Le ministre des Finances, Doudou Fwamba Likunde Li-Botayi, a procédé, ce lundi au Centre financier de Kinshasa, au lancement officiel des ateliers préparatoires à la visite sur place des experts du Groupe d’action financière (GAFI).
La cérémonie s’est déroulée en présence du ministre d’État à la Justice, Guillaume Ngefa.
Ces ateliers visent à préparer les entités assujetties et les autorités d’enquête à démontrer l’effectivité des réformes engagées par la RDC dans la lutte contre le blanchiment de capitaux et le financement du terrorisme.
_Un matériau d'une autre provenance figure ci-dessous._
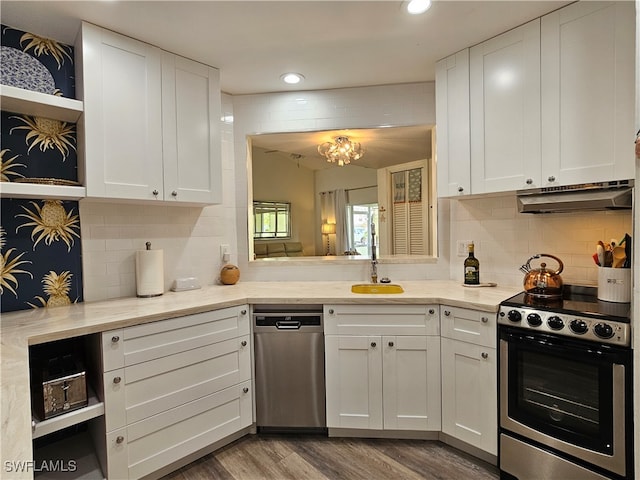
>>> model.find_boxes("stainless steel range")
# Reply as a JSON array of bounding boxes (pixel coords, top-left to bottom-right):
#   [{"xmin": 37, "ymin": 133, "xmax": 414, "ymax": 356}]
[{"xmin": 498, "ymin": 286, "xmax": 633, "ymax": 480}]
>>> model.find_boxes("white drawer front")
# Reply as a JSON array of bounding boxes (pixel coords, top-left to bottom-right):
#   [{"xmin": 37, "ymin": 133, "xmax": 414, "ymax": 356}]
[
  {"xmin": 324, "ymin": 305, "xmax": 440, "ymax": 335},
  {"xmin": 124, "ymin": 305, "xmax": 250, "ymax": 366},
  {"xmin": 441, "ymin": 305, "xmax": 496, "ymax": 348},
  {"xmin": 127, "ymin": 381, "xmax": 252, "ymax": 478},
  {"xmin": 124, "ymin": 335, "xmax": 251, "ymax": 424}
]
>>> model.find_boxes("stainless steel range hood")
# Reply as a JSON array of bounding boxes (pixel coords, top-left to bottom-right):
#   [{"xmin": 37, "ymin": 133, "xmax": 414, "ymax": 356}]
[{"xmin": 516, "ymin": 180, "xmax": 634, "ymax": 213}]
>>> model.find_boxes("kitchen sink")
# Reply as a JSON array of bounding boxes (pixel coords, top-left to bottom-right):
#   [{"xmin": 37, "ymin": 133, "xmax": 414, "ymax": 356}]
[{"xmin": 351, "ymin": 283, "xmax": 404, "ymax": 294}]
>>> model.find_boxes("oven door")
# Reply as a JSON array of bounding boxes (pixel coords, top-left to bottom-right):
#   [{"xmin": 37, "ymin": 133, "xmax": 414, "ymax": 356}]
[{"xmin": 499, "ymin": 327, "xmax": 631, "ymax": 476}]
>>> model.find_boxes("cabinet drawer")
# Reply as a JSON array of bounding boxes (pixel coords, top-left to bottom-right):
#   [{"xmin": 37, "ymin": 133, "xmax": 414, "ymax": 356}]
[
  {"xmin": 441, "ymin": 305, "xmax": 496, "ymax": 348},
  {"xmin": 324, "ymin": 305, "xmax": 440, "ymax": 335},
  {"xmin": 124, "ymin": 335, "xmax": 251, "ymax": 424},
  {"xmin": 124, "ymin": 305, "xmax": 249, "ymax": 366},
  {"xmin": 126, "ymin": 381, "xmax": 252, "ymax": 478}
]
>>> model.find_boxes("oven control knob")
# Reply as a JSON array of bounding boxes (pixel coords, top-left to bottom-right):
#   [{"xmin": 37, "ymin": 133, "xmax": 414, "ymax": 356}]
[
  {"xmin": 507, "ymin": 310, "xmax": 522, "ymax": 322},
  {"xmin": 527, "ymin": 313, "xmax": 542, "ymax": 327},
  {"xmin": 569, "ymin": 318, "xmax": 589, "ymax": 335},
  {"xmin": 593, "ymin": 323, "xmax": 614, "ymax": 338},
  {"xmin": 547, "ymin": 315, "xmax": 564, "ymax": 330}
]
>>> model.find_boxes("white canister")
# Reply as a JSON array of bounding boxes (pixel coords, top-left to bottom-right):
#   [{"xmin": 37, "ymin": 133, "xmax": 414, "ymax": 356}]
[
  {"xmin": 598, "ymin": 267, "xmax": 631, "ymax": 303},
  {"xmin": 136, "ymin": 242, "xmax": 164, "ymax": 297}
]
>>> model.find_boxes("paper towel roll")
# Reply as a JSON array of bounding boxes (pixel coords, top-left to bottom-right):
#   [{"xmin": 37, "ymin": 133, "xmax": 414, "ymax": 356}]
[{"xmin": 136, "ymin": 250, "xmax": 164, "ymax": 297}]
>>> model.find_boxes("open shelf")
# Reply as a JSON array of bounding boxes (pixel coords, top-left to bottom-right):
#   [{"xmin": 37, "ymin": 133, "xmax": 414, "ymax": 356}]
[
  {"xmin": 33, "ymin": 432, "xmax": 104, "ymax": 480},
  {"xmin": 0, "ymin": 182, "xmax": 87, "ymax": 200},
  {"xmin": 0, "ymin": 85, "xmax": 84, "ymax": 123},
  {"xmin": 32, "ymin": 387, "xmax": 104, "ymax": 438}
]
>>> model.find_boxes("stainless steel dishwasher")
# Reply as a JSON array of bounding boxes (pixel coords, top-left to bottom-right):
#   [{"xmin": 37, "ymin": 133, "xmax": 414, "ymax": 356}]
[{"xmin": 253, "ymin": 305, "xmax": 326, "ymax": 432}]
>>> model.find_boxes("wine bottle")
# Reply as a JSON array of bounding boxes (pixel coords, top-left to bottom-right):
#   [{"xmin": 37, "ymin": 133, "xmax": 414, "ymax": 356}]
[{"xmin": 464, "ymin": 242, "xmax": 480, "ymax": 285}]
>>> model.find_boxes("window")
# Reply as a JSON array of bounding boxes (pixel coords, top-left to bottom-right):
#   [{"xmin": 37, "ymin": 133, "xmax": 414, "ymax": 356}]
[{"xmin": 253, "ymin": 201, "xmax": 291, "ymax": 238}]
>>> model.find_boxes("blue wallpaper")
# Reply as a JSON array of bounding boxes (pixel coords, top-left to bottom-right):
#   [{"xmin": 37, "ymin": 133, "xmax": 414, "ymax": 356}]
[{"xmin": 0, "ymin": 25, "xmax": 82, "ymax": 312}]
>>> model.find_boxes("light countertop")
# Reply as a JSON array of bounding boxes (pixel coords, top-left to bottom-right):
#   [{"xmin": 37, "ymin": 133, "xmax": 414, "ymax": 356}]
[{"xmin": 0, "ymin": 280, "xmax": 522, "ymax": 479}]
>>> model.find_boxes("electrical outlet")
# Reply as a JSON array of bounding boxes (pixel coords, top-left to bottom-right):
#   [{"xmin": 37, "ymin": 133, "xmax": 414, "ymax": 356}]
[{"xmin": 456, "ymin": 240, "xmax": 473, "ymax": 257}]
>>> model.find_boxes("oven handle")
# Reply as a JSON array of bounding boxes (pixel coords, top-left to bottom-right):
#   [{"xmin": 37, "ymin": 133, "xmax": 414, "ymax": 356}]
[{"xmin": 499, "ymin": 338, "xmax": 631, "ymax": 476}]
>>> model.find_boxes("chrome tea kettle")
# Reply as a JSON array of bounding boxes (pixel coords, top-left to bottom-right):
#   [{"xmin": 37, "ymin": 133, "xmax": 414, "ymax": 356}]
[{"xmin": 520, "ymin": 253, "xmax": 564, "ymax": 299}]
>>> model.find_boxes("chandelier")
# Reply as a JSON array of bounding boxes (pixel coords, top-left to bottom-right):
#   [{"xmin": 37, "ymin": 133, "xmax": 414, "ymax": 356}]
[{"xmin": 318, "ymin": 136, "xmax": 364, "ymax": 167}]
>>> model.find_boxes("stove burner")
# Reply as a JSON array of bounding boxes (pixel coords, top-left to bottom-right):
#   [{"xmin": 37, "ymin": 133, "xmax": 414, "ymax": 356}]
[{"xmin": 498, "ymin": 285, "xmax": 631, "ymax": 346}]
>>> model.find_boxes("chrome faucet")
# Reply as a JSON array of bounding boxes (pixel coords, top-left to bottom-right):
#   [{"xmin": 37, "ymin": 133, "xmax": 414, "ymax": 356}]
[{"xmin": 371, "ymin": 222, "xmax": 378, "ymax": 283}]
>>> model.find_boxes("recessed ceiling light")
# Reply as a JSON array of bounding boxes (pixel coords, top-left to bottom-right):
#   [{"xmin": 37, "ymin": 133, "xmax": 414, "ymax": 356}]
[
  {"xmin": 280, "ymin": 73, "xmax": 304, "ymax": 85},
  {"xmin": 407, "ymin": 0, "xmax": 431, "ymax": 15}
]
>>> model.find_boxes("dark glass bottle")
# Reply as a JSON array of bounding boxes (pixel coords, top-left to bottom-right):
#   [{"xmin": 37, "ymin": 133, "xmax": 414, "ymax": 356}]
[{"xmin": 464, "ymin": 243, "xmax": 480, "ymax": 285}]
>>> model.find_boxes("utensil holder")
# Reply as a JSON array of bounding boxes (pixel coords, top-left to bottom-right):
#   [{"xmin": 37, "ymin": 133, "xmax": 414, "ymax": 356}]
[{"xmin": 598, "ymin": 267, "xmax": 631, "ymax": 303}]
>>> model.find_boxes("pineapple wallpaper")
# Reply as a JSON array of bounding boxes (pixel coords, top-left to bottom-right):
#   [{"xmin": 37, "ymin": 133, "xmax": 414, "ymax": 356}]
[{"xmin": 0, "ymin": 25, "xmax": 82, "ymax": 312}]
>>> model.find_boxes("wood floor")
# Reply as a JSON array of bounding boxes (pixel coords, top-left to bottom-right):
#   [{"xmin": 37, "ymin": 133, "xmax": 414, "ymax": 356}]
[{"xmin": 163, "ymin": 435, "xmax": 499, "ymax": 480}]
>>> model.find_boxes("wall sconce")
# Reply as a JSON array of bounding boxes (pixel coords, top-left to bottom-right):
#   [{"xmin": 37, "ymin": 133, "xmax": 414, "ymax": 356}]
[{"xmin": 321, "ymin": 223, "xmax": 336, "ymax": 255}]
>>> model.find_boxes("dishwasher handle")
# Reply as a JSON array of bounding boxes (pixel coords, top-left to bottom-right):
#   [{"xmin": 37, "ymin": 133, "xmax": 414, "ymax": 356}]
[{"xmin": 276, "ymin": 320, "xmax": 302, "ymax": 330}]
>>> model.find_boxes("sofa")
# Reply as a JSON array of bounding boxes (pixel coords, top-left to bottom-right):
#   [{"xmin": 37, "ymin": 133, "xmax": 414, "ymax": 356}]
[{"xmin": 253, "ymin": 242, "xmax": 304, "ymax": 258}]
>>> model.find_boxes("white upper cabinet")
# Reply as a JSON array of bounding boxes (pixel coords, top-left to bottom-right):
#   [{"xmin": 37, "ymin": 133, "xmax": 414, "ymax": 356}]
[
  {"xmin": 162, "ymin": 52, "xmax": 222, "ymax": 204},
  {"xmin": 436, "ymin": 49, "xmax": 471, "ymax": 197},
  {"xmin": 76, "ymin": 23, "xmax": 163, "ymax": 200},
  {"xmin": 469, "ymin": 19, "xmax": 540, "ymax": 194},
  {"xmin": 76, "ymin": 23, "xmax": 221, "ymax": 204},
  {"xmin": 541, "ymin": 1, "xmax": 635, "ymax": 185}
]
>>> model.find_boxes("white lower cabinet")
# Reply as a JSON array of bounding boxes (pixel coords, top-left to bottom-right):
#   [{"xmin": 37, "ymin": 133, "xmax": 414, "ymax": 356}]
[
  {"xmin": 325, "ymin": 305, "xmax": 440, "ymax": 431},
  {"xmin": 441, "ymin": 306, "xmax": 498, "ymax": 455},
  {"xmin": 103, "ymin": 305, "xmax": 253, "ymax": 479}
]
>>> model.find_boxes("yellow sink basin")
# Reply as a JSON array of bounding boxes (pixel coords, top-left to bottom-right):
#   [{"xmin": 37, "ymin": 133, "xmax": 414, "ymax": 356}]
[{"xmin": 351, "ymin": 283, "xmax": 404, "ymax": 293}]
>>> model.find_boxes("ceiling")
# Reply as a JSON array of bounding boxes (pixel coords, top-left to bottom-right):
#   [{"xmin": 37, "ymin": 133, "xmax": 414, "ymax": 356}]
[{"xmin": 0, "ymin": 0, "xmax": 571, "ymax": 95}]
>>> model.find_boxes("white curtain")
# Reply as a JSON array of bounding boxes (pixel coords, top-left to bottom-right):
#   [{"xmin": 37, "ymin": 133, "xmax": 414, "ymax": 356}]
[{"xmin": 320, "ymin": 189, "xmax": 347, "ymax": 255}]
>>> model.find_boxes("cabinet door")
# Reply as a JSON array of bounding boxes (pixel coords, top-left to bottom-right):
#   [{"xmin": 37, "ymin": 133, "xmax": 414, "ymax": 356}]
[
  {"xmin": 325, "ymin": 335, "xmax": 382, "ymax": 429},
  {"xmin": 162, "ymin": 52, "xmax": 222, "ymax": 203},
  {"xmin": 470, "ymin": 19, "xmax": 540, "ymax": 194},
  {"xmin": 441, "ymin": 338, "xmax": 498, "ymax": 455},
  {"xmin": 541, "ymin": 2, "xmax": 635, "ymax": 185},
  {"xmin": 382, "ymin": 336, "xmax": 441, "ymax": 431},
  {"xmin": 79, "ymin": 23, "xmax": 163, "ymax": 200},
  {"xmin": 436, "ymin": 49, "xmax": 471, "ymax": 197}
]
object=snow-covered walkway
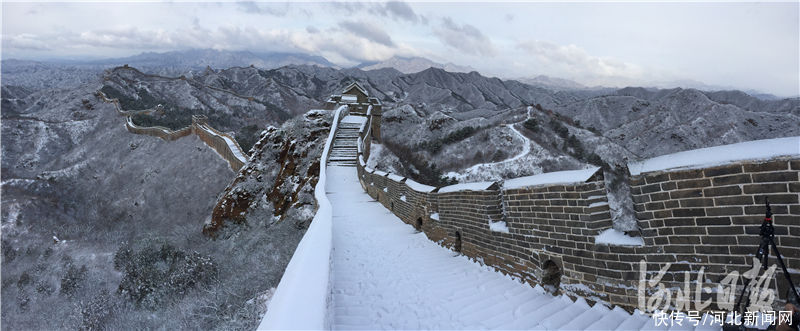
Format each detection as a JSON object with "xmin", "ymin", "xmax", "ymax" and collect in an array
[{"xmin": 326, "ymin": 166, "xmax": 664, "ymax": 330}]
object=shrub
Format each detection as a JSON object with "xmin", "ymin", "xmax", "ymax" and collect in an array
[
  {"xmin": 522, "ymin": 118, "xmax": 539, "ymax": 132},
  {"xmin": 61, "ymin": 264, "xmax": 87, "ymax": 296},
  {"xmin": 80, "ymin": 289, "xmax": 114, "ymax": 330},
  {"xmin": 417, "ymin": 126, "xmax": 478, "ymax": 154},
  {"xmin": 114, "ymin": 241, "xmax": 218, "ymax": 310},
  {"xmin": 550, "ymin": 118, "xmax": 569, "ymax": 139},
  {"xmin": 586, "ymin": 152, "xmax": 608, "ymax": 167},
  {"xmin": 17, "ymin": 271, "xmax": 33, "ymax": 289},
  {"xmin": 236, "ymin": 125, "xmax": 261, "ymax": 152}
]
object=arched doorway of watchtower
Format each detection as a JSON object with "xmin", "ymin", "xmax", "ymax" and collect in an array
[
  {"xmin": 542, "ymin": 260, "xmax": 561, "ymax": 295},
  {"xmin": 453, "ymin": 231, "xmax": 461, "ymax": 253}
]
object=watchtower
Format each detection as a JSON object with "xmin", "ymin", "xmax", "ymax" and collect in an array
[{"xmin": 325, "ymin": 82, "xmax": 383, "ymax": 142}]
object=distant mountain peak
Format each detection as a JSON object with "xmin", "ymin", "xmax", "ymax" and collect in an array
[{"xmin": 356, "ymin": 56, "xmax": 475, "ymax": 74}]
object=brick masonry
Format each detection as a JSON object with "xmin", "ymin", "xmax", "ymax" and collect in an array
[{"xmin": 357, "ymin": 115, "xmax": 800, "ymax": 310}]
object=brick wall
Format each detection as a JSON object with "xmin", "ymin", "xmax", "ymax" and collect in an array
[
  {"xmin": 357, "ymin": 113, "xmax": 800, "ymax": 309},
  {"xmin": 631, "ymin": 159, "xmax": 800, "ymax": 306},
  {"xmin": 97, "ymin": 91, "xmax": 247, "ymax": 171}
]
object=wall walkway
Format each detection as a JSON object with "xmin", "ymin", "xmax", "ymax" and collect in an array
[
  {"xmin": 357, "ymin": 108, "xmax": 800, "ymax": 310},
  {"xmin": 97, "ymin": 91, "xmax": 247, "ymax": 172}
]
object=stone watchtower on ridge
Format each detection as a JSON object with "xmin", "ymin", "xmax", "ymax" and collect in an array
[{"xmin": 325, "ymin": 82, "xmax": 383, "ymax": 142}]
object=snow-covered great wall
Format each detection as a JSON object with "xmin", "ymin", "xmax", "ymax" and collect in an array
[
  {"xmin": 260, "ymin": 86, "xmax": 800, "ymax": 329},
  {"xmin": 97, "ymin": 91, "xmax": 247, "ymax": 171},
  {"xmin": 357, "ymin": 109, "xmax": 800, "ymax": 309}
]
Dans son allocution, le ministre Fwamba a appelé les banques et les institutions financières à renforcer leurs mécanismes de contrôle interne et à déclarer les opérations suspectes à la CENAREF.
Saluant les progrès reconnus par le GAFI en juin 2024, où les 23 actions assignées à la RDC avaient été largement mises en œuvre sous l’impulsion du Président de la République, Félix-Antoine Tshisekedi, l’Argentier national a rappelé l’essentiel :
« Une chose est d’implémenter des réformes, une autre est de s’assurer de leur pérennisation ».
L’évaluation à venir portera sur l’efficacité opérationnelle du dispositif : enquêtes, poursuites, saisies d’avoirs criminels.
La réussite de cette étape est cruciale pour renforcer la crédibilité financière de la RDC et ouvrir la voie, sous réserve de la décision du GAFI, au retrait du pays de la « liste grise ».
C’est quoi la liste grise? C’est le répertoire des pays placés sous surveillance renforcée par le GAFI en raison des failles dans leur dispositif de lutte contre l’argent sale.
En sortir, c’est le sésame pour rassurer les investisseurs et faciliter les transactions financières internationales de la RDC.